After three seasons, the GLAAD Media Award nominated and two-time Peabody Award winning series Sort Of will say goodbye.
In the final season which is now streaming on Max, Bilal Baig continues Sabi’s journey as they come to terms with their mixed feelings of grief and a unique sense of freedom following the death of their father. Throughout the season, Sabi will navigate their identity which leads to a lot of major life choices.
True to Sort Of‘s brand the final season will be messy, funny and hopeful. It also welcomes internationally acclaimed gender non-conforming writer and creative Alok Vaid-Menon and actress, singer songwriter and human rights advocate Angelica Ross.
Baig co-created the series with Fab Filippo and serves as executive producer. That said, Baig bids a fond farewell to the series and they talked to GLAAD about how it feels to see Sort Of come to an end and the impact it had on the LGBTQ community.
How is it like to bring Sort Of to an end after three seasons?

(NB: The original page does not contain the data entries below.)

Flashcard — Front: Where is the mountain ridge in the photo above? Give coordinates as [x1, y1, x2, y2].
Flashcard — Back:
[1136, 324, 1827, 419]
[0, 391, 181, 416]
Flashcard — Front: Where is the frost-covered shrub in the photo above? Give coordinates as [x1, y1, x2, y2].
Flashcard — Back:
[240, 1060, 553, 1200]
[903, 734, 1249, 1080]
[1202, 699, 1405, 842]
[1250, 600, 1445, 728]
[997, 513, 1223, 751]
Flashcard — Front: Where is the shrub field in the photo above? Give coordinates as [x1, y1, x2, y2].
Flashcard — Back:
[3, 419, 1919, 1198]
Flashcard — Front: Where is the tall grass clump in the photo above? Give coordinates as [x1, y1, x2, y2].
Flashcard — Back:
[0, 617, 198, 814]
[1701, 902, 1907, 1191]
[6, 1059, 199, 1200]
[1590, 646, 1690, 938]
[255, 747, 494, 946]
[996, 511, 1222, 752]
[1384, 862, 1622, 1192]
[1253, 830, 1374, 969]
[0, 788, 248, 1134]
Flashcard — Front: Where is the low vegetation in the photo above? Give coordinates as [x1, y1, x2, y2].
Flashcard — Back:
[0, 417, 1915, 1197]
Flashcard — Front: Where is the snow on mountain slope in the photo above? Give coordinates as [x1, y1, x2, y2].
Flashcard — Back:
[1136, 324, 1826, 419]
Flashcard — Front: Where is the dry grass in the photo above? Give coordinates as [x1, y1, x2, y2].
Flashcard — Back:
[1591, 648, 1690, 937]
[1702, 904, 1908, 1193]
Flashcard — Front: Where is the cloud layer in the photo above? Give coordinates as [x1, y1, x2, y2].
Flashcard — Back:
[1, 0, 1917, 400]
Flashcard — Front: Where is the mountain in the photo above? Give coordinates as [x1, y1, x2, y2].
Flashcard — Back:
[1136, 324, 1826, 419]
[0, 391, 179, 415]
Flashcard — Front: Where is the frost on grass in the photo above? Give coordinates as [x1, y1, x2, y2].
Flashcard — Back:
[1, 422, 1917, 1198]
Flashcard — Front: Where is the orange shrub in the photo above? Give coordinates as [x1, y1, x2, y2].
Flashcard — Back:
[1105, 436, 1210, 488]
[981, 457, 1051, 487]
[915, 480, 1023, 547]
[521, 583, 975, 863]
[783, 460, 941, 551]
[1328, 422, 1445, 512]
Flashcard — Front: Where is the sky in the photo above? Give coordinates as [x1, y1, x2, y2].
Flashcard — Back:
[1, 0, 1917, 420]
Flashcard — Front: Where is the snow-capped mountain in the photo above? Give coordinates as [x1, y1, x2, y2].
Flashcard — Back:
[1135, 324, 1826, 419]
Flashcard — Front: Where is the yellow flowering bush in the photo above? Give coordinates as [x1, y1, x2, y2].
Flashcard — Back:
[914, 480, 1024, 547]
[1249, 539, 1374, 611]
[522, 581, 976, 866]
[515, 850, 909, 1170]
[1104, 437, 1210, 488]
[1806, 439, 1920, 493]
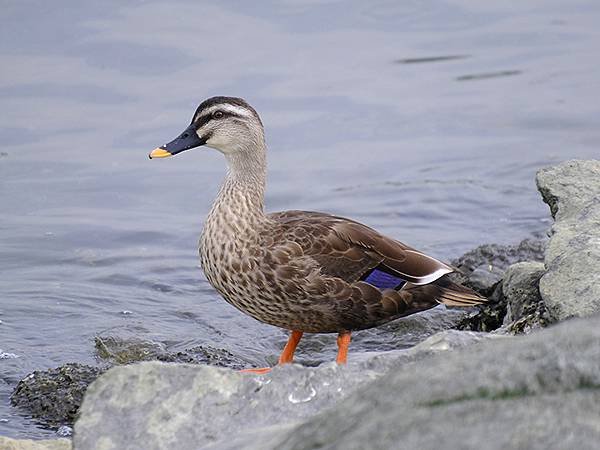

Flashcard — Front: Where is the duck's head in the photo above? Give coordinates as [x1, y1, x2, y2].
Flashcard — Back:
[149, 96, 264, 159]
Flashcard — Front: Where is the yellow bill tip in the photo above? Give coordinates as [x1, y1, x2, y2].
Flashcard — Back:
[149, 148, 172, 159]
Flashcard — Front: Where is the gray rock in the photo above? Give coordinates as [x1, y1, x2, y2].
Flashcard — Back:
[464, 264, 505, 293]
[0, 437, 71, 450]
[501, 262, 552, 333]
[536, 160, 600, 320]
[73, 330, 495, 450]
[269, 315, 600, 450]
[74, 316, 600, 450]
[11, 364, 105, 429]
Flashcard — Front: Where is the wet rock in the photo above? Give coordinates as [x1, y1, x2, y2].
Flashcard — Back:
[11, 364, 105, 429]
[156, 345, 249, 369]
[454, 282, 506, 332]
[74, 330, 495, 450]
[269, 315, 600, 450]
[95, 335, 248, 369]
[451, 238, 548, 332]
[536, 160, 600, 320]
[0, 436, 71, 450]
[94, 335, 166, 365]
[501, 262, 553, 334]
[450, 238, 545, 295]
[456, 261, 554, 335]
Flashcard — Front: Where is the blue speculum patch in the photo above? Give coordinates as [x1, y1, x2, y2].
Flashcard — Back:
[363, 268, 406, 290]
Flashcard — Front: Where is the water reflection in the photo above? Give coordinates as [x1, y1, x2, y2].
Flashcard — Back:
[456, 70, 522, 81]
[396, 55, 469, 64]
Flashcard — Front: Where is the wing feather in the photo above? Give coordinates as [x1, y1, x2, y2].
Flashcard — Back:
[268, 210, 453, 285]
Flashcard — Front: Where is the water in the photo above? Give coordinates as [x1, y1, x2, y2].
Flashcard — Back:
[1, 0, 600, 439]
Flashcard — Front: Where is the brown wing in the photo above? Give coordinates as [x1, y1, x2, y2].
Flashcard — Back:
[268, 210, 453, 285]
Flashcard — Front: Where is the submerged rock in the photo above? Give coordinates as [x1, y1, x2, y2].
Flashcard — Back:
[74, 330, 495, 450]
[11, 364, 105, 429]
[94, 336, 248, 369]
[536, 160, 600, 320]
[74, 316, 600, 450]
[94, 335, 166, 365]
[156, 345, 249, 369]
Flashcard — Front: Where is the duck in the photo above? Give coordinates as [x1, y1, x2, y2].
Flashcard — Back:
[149, 96, 486, 373]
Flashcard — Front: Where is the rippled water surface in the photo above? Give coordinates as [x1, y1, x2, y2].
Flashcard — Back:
[2, 0, 600, 438]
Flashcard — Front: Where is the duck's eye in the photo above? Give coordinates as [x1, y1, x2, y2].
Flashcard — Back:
[212, 111, 224, 119]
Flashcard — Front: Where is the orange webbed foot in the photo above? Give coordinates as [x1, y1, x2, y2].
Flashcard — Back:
[239, 330, 304, 374]
[239, 367, 272, 375]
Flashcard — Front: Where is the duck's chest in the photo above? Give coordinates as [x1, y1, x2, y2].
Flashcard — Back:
[199, 209, 264, 305]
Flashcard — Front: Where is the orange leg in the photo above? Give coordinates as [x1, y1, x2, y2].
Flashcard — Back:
[278, 330, 303, 364]
[336, 331, 351, 364]
[240, 330, 304, 374]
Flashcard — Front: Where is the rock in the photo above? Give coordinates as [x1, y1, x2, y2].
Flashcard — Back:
[73, 316, 600, 450]
[451, 239, 547, 333]
[11, 364, 105, 429]
[457, 261, 553, 335]
[267, 315, 600, 450]
[156, 345, 249, 369]
[455, 282, 506, 332]
[536, 160, 600, 320]
[448, 239, 546, 334]
[450, 238, 545, 295]
[74, 330, 495, 450]
[464, 264, 505, 293]
[94, 335, 166, 365]
[501, 262, 552, 333]
[0, 437, 71, 450]
[94, 336, 248, 369]
[10, 338, 250, 430]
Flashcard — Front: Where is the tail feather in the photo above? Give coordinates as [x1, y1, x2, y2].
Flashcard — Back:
[432, 275, 487, 307]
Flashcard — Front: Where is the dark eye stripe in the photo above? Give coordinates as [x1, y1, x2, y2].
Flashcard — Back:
[192, 110, 242, 128]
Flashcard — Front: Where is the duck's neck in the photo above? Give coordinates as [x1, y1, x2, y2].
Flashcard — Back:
[211, 142, 267, 224]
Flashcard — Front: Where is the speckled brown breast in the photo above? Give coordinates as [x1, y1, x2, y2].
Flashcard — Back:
[199, 207, 334, 331]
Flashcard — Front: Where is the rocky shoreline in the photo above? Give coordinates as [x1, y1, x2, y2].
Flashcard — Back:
[7, 160, 600, 450]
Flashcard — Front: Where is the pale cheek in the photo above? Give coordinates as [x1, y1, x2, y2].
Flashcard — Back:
[206, 134, 230, 151]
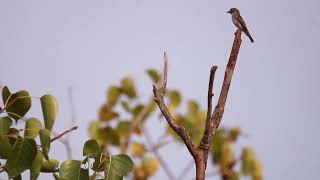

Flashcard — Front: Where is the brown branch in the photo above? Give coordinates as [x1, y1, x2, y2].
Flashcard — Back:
[153, 52, 197, 157]
[199, 66, 217, 150]
[154, 31, 243, 180]
[210, 30, 242, 132]
[51, 126, 78, 142]
[197, 31, 242, 180]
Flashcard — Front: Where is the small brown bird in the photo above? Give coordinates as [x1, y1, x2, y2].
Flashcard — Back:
[227, 8, 254, 43]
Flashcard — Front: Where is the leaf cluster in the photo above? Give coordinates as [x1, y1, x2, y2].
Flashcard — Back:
[0, 86, 134, 180]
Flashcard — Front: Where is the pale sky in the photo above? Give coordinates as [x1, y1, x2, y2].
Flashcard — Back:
[0, 0, 319, 179]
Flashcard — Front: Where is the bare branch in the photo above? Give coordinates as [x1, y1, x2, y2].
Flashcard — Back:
[153, 52, 197, 157]
[150, 139, 173, 151]
[210, 30, 242, 131]
[68, 87, 77, 126]
[199, 66, 218, 150]
[153, 31, 243, 180]
[206, 66, 218, 122]
[51, 126, 78, 143]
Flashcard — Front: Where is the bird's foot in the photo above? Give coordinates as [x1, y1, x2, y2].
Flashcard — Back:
[234, 29, 242, 35]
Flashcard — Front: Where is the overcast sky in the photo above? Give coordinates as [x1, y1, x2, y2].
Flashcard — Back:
[0, 0, 319, 179]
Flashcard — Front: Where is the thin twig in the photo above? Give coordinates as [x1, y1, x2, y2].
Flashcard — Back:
[153, 52, 197, 157]
[60, 86, 78, 159]
[50, 126, 78, 142]
[199, 66, 217, 150]
[141, 125, 175, 180]
[68, 87, 77, 127]
[150, 139, 173, 151]
[121, 97, 155, 153]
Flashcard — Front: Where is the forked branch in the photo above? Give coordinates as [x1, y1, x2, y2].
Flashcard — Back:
[153, 31, 243, 180]
[153, 52, 197, 157]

I just keep reflecting on how special it feels to be a part of putting a story like this into the world, and how powerful it feels for a queer story to find its own natural ending. It’s bittersweet for sure, but I’m relieved knowing Sort Of will always exist and can be discovered or re-visited whenever.
What has playing Sabi taught you about yourself?
Playing Sabi has definitely invited me to continue to cultivate my relationship to myself, my own personhood. I’ve been able to ask myself who I want to be in this world, what does my community look like, what more do I want to do in this world? Like Sabi, I have a hard time centering my own needs and desires and I’ve been working on that more consciously through playing this role.
How do you hope season 3 puts a satisfying bookend to Sabi’s journey for audiences?
I think tonally, the ending is so in the world of the show — a little funny, a little achy, always searching. It’s not a neat, nicely wrapped-up ending. It’s a little messy, and there are questions you’ll be left with in the end. And my hope is that allows audiences to keep thinking about the characters and how they may continue to transform after finishing the final episode. That all feels really satisfying to me.
When it comes to queer POC stories, there seems to always be that other layer of “otherness” that TV series and films have to navigate. How do you think Sort Of balances Sabi’s queer identity and Pakistani culture while making the whole show universal?
I’m a big believer in the more specific you are in the writing, the more universal it feels. And it’s a major asset that our writers rooms have always been so cosmopolitan, reflecting diversity across age, gender, race, etc. And this project has always been the result of mine and Fab’s worlds coming together, and in some ways we couldn’t be more different from each other, and I think that informs why the show feels the way it does.
How does the final season of Sort Of speak to where you are in your career as a writer and actor?
Sort Of was a total crash course for me in what it takes to make television. It was the best education I could get in this kind of work. I feel like there’s still so much for me to learn, and I feel energized to figure out how to work across all these mediums — television, theatre and film — in as balanced of a way as possible.
After three seasons, what legacy do you hope Sort Of leaves in LGBTQ television history?
I hope more queer and trans artists of colour are given the opportunity to tell their stories, with exactly the kind of support they need and deserve. I hope we can be remembered for our honest storytelling, and our commitment across all three seasons to give diverse writers, directors, crew and cast the space to really flex their creative muscles.